PEBBLE BEACH, Calif. — Leave it to Rory McIlroy to make the second day of February feel as though the second week of April were right around the corner.
That’s bound to happen when a player of his immense talent — and deficiencies when it comes to the Masters — delivers a sublime performance on a special stage like Pebble Beach, especially early in the year.
Starting strong is nothing new. This is the third straight time McIlroy has won within a month of a new year. He beat strong fields in Dubai in 2023 and 2024.
“Start as you mean to go on,” is what McIlroy said to caddie Harry Diamond as they walked up the 18th to a two-shot victory in the AT&T Pebble Beach Pro-Am.
He already has contemplated the possibilities even before winning at Pebble Beach. McIlroy is entering his 11th year without winning a major. The Masters has been at the forefront for him since it became the missing leg of the career Grand Slam, if not sooner.
But there’s more than Augusta National.
The PGA Championship is at Quail Hollow Club, where five times no one has posted a lower 72-hole score than McIlroy — four victories and one playoff loss. The British Open returns to Royal Portrush in his native Northern Ireland. If that’s not enough incentive, he also has a score to settle from 2019 when he hit his opening tee shot out-of-bounds, made an 8, shot a 79 and missed the cut.
Still, what stood out about Pebble Beach was the manner in which McIlroy won.
In wind Saturday strong enough to bend flagsticks at a 45-degree arc, he played bogey-free for a 65 that got him back into the tournament. Tempted to hit driver on some of the short par 4s when the tournament was still up for grabs Sunday, he laid back with irons.
Whether that’s called being disciplined or conversative, it was a formula that worked.
McIlroy talked a lot about “impulses” that have made him one of the most exciting players to watch but also might have cost him tournaments over the years. He is good enough to think he can pull off any shot.
His new strategy came from the one player that figures to present the biggest obstacle.
McIlroy has been fawning over Scottie Scheffler the last few months, particularly Scheffler’s impressive habit of turning in a relatively clean card.
“I’ve never — this is anyone, this is Tiger, this is in the history of golf — I don’t think I’ve ever seen a golfer play as many bogey-free rounds as Scottie,” McIlroy said. “He just doesn’t make mistakes. He plays the right shot at the right time over and over and over again. And when you don’t make mistakes on the golf course, the game can become pretty easy.”
That’s how McIlroy made it look at Pebble Beach.
It wasn’t boring as he suggested. The eye candy was his towering tee shot on the par-5 14th and his 7-iron to just outside 25 feet for an eagle that all but clinched it. That was more about timing than power — 12 other players hit longer tee shots Sunday on the 14th hole.

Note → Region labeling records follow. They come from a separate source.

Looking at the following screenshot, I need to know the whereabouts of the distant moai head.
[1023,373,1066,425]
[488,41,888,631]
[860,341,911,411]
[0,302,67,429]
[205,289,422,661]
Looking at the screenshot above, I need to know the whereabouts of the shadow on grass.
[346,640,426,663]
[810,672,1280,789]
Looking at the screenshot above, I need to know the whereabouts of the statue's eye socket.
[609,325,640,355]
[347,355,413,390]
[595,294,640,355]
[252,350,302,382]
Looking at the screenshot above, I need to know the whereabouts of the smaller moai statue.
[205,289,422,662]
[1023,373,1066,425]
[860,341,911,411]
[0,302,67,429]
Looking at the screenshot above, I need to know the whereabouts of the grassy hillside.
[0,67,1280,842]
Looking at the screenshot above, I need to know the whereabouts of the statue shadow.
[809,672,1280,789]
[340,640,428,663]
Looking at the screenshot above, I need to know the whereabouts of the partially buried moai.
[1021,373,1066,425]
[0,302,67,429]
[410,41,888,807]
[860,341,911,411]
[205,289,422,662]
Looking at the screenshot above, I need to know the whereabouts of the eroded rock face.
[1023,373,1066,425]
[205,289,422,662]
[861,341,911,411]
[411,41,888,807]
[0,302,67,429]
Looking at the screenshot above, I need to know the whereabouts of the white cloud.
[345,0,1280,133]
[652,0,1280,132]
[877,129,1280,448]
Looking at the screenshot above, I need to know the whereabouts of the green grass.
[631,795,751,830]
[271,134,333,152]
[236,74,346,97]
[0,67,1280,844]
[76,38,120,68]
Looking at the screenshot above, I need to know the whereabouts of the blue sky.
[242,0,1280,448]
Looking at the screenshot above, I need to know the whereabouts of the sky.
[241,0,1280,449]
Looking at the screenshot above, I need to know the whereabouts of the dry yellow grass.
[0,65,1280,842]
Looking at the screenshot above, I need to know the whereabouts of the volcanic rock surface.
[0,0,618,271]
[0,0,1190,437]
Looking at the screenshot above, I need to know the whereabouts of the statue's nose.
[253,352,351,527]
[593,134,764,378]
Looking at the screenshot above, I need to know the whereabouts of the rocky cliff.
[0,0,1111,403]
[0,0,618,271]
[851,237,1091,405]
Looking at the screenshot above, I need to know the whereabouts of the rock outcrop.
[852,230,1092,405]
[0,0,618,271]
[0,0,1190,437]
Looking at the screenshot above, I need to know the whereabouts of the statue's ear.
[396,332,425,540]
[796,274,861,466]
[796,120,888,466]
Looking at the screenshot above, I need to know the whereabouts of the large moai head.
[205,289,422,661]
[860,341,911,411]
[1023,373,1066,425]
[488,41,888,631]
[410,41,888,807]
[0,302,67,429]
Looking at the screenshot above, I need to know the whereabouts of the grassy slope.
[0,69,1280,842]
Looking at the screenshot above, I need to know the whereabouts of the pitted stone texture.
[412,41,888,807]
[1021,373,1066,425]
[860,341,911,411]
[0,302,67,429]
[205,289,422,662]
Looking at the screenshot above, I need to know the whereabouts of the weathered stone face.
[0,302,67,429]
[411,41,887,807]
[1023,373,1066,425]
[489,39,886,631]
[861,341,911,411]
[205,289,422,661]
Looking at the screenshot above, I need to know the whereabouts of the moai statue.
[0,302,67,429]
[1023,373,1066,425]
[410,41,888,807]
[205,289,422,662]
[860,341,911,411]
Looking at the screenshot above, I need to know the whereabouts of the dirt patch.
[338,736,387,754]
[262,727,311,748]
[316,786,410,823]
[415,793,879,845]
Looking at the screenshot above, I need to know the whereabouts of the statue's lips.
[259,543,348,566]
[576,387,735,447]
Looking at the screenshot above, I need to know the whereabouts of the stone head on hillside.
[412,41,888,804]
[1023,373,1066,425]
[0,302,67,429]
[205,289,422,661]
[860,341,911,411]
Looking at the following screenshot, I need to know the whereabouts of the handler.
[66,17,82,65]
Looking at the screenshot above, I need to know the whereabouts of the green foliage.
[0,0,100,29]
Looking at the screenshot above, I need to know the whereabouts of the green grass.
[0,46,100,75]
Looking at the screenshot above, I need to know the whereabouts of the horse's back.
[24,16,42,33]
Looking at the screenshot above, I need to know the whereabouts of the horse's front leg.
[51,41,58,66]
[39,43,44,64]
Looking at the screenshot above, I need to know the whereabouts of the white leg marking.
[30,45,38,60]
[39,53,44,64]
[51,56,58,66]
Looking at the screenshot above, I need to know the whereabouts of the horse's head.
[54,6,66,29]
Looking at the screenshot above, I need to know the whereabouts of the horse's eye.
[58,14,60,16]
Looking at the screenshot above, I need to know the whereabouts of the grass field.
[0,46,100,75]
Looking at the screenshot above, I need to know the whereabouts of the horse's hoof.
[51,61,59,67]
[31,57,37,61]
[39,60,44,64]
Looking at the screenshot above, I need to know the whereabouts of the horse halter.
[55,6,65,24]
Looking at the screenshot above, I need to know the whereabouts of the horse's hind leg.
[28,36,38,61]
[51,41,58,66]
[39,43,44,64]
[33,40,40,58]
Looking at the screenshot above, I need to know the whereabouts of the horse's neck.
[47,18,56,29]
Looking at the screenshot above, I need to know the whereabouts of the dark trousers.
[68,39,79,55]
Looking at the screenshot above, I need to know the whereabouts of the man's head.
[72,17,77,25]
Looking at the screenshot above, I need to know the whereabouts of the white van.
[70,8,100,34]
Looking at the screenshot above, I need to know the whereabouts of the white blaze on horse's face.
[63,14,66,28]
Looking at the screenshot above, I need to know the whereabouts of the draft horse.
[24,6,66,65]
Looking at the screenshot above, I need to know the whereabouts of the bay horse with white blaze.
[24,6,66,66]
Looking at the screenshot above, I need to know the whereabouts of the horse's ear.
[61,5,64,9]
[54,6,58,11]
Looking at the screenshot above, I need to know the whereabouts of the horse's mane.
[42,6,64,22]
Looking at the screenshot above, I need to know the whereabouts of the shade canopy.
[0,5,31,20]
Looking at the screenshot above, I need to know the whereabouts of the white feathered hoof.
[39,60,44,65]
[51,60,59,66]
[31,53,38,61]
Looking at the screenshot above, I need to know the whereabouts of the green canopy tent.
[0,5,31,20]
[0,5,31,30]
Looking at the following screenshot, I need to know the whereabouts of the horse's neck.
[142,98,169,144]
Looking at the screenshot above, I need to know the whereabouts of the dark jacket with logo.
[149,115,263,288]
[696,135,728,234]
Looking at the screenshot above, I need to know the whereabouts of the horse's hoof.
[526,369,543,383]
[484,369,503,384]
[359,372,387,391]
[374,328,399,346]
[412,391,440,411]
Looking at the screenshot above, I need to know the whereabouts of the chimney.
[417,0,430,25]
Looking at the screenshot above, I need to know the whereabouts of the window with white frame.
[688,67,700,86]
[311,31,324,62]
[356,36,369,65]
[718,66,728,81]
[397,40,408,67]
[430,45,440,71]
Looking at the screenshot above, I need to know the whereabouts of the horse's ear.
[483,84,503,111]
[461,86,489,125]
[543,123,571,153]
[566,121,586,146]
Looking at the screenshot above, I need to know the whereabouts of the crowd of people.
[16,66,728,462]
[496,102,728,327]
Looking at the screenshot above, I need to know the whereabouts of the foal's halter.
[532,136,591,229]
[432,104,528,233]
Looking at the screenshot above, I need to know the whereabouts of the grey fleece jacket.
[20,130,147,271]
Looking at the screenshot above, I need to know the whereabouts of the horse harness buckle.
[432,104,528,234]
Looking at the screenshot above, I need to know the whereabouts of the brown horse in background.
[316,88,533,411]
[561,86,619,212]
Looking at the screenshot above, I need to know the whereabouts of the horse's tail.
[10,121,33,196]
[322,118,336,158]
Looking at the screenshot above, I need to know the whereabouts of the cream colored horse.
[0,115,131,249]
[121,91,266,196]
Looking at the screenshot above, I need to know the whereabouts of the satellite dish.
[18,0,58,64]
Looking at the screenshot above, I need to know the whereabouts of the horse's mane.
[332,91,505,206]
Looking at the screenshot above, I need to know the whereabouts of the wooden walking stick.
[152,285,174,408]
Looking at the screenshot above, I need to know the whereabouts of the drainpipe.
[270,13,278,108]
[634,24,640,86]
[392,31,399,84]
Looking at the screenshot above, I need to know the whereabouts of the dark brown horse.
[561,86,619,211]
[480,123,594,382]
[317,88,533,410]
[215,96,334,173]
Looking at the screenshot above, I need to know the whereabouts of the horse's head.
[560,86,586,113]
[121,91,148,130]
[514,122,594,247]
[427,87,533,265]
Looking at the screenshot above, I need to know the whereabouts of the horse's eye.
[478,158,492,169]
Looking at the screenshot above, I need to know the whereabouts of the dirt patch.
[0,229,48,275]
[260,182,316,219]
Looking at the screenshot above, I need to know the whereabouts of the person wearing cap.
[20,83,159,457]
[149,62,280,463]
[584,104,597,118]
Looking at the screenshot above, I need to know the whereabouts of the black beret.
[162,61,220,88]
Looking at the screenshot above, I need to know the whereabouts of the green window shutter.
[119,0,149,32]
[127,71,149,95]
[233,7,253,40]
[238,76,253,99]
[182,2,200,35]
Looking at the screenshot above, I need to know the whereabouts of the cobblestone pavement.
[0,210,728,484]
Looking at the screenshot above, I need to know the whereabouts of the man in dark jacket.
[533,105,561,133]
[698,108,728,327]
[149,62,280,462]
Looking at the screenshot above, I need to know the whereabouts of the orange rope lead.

It was his 6-iron from a bunker on the 10th to 18 feet for a birdie that gave him the lead for good, and his 7-iron into the tough par-3 12th to 8 feet, that stood out to McIlroy.
If anything, the manner in which he played looked familiar. McIlroy said two keys for him were strategy and picking conservative targets. That’s what he has learned from Scheffler.
“To me, those are the two big things that he does better than anyone else,” McIlroy said. “There’s impulses that I have on the golf course that it looks like Scottie doesn’t have, and I have to rein those in and I have to try to be a little more disciplined about it. And that’s what I’m trying to do.”
McIlroy now has 27 titles on the PGA Tour to go along with 11 others worldwide, but he is not chasing numbers at this stage in his career.